John Snow Labs Spark-NLP 1.2.6: Improved Serialization Performance

12 Jan 04:45
Compare
Choose a tag to compare

Enhancements

  • #82
    Vivekn Sentiment Analysis improved memory consumption and training performance
    Parameter pruneCorpus is an adjustable value now, defaults to 1. Higher values lead to better performance
    but are meant on larger corpora. tokenPattern params are meant to allow different tokenization regex
    within the corpora provided on Vivekn and Norvig models.
  • #81
    Serialization improvements. New default format (parquet lasted little) is RDD objects. Proved to be lighter on
    heap memory. Also added lazier default values for Feature containers. New application.conf performance tunning
    settings allow to customize whether we want to Feature broadcast or not, and use parquet or objects in serialization.

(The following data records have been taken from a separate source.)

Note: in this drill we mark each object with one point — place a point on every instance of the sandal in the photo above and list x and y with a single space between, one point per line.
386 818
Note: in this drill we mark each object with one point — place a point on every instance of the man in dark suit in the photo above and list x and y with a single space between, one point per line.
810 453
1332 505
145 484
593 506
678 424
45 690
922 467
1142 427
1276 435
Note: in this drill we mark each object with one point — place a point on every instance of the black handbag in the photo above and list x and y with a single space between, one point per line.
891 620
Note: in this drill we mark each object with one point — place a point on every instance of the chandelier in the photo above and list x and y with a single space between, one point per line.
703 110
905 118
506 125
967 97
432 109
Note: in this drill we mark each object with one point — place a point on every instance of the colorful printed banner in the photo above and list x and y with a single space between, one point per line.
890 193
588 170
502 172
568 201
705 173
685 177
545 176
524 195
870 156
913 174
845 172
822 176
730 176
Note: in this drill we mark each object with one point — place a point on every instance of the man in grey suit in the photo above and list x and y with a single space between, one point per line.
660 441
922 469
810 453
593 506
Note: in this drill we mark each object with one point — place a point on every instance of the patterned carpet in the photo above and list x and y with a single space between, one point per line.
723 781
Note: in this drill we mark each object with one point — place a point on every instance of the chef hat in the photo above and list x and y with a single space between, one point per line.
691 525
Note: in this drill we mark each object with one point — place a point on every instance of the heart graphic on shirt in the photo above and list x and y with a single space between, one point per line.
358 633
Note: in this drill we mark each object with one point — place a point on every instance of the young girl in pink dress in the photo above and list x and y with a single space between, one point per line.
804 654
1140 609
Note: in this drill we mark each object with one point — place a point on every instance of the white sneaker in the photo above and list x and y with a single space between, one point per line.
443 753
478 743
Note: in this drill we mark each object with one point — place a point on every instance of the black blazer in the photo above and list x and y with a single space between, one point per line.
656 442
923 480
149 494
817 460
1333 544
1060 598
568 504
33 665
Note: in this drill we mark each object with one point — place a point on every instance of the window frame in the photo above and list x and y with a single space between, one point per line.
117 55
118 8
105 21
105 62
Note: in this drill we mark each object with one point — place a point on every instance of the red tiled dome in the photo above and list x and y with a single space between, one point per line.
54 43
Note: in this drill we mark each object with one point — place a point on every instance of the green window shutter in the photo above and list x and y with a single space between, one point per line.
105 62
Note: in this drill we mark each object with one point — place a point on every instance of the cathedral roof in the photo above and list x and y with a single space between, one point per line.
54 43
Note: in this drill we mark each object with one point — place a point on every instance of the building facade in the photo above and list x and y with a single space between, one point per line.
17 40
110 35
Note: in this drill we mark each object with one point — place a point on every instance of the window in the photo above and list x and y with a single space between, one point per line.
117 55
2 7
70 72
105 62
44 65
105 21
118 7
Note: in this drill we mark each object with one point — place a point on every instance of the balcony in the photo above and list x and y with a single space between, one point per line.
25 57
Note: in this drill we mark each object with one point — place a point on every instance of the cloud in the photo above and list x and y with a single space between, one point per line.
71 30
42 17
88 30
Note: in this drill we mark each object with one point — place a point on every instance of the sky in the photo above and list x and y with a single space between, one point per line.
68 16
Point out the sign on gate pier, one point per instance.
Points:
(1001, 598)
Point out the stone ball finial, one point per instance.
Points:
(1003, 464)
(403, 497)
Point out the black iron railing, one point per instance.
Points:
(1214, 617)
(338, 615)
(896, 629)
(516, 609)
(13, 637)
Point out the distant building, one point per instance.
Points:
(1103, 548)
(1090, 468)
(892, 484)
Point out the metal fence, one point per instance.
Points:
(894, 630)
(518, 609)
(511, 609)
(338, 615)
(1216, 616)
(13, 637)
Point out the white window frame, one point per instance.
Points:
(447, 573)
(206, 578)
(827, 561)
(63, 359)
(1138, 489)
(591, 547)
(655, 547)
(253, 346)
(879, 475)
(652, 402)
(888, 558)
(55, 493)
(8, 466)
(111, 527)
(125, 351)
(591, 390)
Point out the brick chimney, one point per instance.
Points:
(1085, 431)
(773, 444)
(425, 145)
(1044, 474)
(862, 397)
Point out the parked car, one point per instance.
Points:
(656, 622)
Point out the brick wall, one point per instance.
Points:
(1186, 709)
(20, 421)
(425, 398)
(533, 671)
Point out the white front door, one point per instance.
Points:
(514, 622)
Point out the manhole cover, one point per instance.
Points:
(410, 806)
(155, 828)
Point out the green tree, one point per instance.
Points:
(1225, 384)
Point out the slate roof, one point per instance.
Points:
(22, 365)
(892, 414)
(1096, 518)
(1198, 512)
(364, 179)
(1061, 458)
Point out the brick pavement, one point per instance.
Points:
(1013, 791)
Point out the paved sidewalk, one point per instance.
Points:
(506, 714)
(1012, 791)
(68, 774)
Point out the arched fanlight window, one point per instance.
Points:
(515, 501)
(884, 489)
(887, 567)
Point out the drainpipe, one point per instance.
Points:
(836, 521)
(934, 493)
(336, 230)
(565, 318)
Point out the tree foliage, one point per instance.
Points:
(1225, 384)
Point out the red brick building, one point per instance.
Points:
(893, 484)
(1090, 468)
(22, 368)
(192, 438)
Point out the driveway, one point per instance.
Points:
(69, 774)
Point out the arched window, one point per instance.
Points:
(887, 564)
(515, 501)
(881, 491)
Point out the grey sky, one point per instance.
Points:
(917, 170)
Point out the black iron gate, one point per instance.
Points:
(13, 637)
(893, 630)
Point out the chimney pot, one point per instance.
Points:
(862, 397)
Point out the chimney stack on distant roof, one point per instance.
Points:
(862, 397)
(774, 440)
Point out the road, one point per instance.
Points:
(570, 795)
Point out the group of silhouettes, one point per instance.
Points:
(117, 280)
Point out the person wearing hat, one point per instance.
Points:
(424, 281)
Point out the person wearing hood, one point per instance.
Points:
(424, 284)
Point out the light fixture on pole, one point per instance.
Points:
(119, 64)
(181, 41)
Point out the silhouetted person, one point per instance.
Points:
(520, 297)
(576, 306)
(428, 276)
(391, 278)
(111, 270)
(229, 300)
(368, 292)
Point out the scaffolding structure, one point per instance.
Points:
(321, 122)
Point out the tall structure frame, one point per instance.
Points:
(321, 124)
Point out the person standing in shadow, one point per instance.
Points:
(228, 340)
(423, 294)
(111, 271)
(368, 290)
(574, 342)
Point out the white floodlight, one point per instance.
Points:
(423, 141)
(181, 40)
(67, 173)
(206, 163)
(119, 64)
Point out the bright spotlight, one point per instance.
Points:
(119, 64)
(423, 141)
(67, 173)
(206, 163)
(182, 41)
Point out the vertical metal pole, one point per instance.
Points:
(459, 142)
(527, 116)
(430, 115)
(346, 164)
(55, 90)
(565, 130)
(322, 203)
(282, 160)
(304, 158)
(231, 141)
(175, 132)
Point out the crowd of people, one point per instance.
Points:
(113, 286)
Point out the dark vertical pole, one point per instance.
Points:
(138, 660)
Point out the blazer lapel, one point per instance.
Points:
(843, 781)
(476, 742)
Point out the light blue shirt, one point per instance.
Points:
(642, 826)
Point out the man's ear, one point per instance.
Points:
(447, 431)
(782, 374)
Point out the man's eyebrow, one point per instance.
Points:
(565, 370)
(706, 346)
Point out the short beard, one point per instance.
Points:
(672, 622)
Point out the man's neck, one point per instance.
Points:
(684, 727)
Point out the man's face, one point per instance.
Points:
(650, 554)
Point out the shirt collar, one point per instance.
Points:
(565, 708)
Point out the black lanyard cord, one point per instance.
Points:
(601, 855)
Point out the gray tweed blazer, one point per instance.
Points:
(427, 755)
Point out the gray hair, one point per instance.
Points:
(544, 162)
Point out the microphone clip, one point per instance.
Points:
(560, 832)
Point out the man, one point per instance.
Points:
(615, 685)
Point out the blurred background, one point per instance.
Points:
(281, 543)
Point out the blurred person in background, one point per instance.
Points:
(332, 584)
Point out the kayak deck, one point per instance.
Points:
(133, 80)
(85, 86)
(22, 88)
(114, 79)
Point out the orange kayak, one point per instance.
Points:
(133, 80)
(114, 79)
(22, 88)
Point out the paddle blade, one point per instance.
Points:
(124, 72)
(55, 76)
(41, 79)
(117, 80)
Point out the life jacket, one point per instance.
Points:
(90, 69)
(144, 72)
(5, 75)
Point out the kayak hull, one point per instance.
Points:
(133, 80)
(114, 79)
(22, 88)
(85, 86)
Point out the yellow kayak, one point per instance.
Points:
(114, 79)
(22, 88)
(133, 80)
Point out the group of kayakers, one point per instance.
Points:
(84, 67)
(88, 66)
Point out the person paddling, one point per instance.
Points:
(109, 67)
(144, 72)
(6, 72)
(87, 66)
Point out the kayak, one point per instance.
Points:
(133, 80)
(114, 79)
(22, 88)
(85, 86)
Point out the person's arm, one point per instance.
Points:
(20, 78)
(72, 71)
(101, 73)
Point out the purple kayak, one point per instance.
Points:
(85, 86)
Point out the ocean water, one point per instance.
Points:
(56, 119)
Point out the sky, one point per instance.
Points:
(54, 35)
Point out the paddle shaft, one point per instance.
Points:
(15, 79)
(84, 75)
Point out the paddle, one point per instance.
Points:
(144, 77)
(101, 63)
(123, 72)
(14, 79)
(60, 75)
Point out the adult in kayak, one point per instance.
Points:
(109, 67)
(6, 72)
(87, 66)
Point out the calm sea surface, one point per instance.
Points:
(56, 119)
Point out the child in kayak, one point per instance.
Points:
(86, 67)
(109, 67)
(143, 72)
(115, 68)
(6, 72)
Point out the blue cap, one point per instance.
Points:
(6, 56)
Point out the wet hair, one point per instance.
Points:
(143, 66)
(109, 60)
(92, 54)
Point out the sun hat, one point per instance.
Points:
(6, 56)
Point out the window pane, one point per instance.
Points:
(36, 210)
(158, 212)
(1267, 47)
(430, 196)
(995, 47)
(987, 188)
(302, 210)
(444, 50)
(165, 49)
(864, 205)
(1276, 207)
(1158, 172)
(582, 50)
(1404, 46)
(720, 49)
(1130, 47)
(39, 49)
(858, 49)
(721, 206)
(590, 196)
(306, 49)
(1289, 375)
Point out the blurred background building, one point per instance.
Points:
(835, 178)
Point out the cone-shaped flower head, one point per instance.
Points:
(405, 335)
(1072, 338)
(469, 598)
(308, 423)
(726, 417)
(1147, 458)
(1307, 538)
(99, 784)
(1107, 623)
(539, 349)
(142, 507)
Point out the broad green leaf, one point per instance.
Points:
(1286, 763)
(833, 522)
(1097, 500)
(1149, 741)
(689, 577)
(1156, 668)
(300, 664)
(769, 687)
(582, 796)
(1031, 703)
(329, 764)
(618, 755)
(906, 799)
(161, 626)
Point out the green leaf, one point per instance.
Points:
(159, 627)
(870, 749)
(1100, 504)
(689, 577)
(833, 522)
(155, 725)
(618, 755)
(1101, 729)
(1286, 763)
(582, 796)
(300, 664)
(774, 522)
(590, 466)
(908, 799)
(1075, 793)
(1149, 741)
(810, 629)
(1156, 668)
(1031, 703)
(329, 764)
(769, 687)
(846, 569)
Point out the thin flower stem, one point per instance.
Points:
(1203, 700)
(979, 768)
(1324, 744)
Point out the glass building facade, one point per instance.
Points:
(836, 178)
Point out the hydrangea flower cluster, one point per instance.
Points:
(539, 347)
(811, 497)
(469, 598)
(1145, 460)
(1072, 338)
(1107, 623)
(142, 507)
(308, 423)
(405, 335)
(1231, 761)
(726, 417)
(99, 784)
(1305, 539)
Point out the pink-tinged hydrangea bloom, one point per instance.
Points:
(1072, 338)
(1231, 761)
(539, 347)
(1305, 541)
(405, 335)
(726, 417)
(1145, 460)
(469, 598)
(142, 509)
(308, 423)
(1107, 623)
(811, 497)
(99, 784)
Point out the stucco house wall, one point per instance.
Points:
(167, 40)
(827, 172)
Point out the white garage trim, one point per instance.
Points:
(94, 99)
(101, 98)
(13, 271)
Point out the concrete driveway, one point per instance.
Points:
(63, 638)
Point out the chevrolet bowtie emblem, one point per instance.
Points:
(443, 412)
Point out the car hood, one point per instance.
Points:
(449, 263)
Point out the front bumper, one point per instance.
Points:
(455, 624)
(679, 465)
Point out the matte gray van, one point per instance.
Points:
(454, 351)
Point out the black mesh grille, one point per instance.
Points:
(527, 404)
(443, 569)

John Snow Labs Spark-NLP 1.2.5

08 Jan 22:11
Compare
Choose a tag to compare

Note: Pipelines from 1.2.4 or older cannot be loaded from 1.2.5

New features

  • #70
    Word embeddings parameter for CRF NER annotator
  • #78
    Annotator Features replace spark Params and are now serialized using Kryo and partitioned parquet files, increases performance and smaller memory consumption in Driver for saving and loading pipelines with large corpora. Such features are now also broadcasted for better performance in distributed environments. This enhancement is a breaking change, does not allow to load older pipelines

Bug fixes

  • cb9aa43
    Stemmer was not capable of being deserialized (Implements DefaultParamsReadable)
  • #75
    Sentence Boundary detector was not properly setting bounds

Documentation (thanks @maziyarpanahi)

  • #79
    Typo in code
  • #74
    Bad description

John Snow Labs Spark-NLP 1.2.4

23 Dec 07:07
Compare
Choose a tag to compare

New features

  • c17ddac
    ResourceHelper now allows input files to be read in the shape of Spark Dataset, implicitly enabling HDFS paths, allowing larger annotator input files. Needs to set 'TXTDS' as input format Param to let annotators read this way. Allowed in: Lemmatizer, EntityExtractor, RegexMatcher, Sentiment Analysis models, Spell Checker and Dependency Parser.

Enhancements and progress

  • #64
    EntityExtractor refactored. This annotator uses an input file containing a list of entities to look for inside target text. This annotator has been refactored to be of better use and specifically faster, by using a Trie search algorithm. Proper examples included in python notebooks.
  • 4920e5c
    CRF NER Benchmarking progress. CRF NER Documentation and official release coming soon

Bug fixes

  • Issue #41 <> d3b9086
    Fixed default resources not being loaded properly when using the library through --spark-packages. Improved input reading from resources and folder resources, and falling back to disk, with better error handling.
  • 0840585
    Corrected param names in DocumentAssembler
  • Issue #58 <> 5a53395
    Deleted a left-over deprecated function which was misleading.
  • c02591b
    Added a filtering to ensure no empty sentences arrive to unnormalized Vivekn Sentiment Analysis

Documentation and examples

  • b81e95c
    Added additional resources into FAQ page.
  • 0c3f43c
    Added Spark Submit example notebook with full Pipeline use case
  • Issue #53 <> 20efe4a
    Fixed scala python documentation mistakes
  • 782eb8d
    Typos fix

Other

  • 91d8acb
    Removed Regex NER due to slowness and little use. CRF NER to replace NER.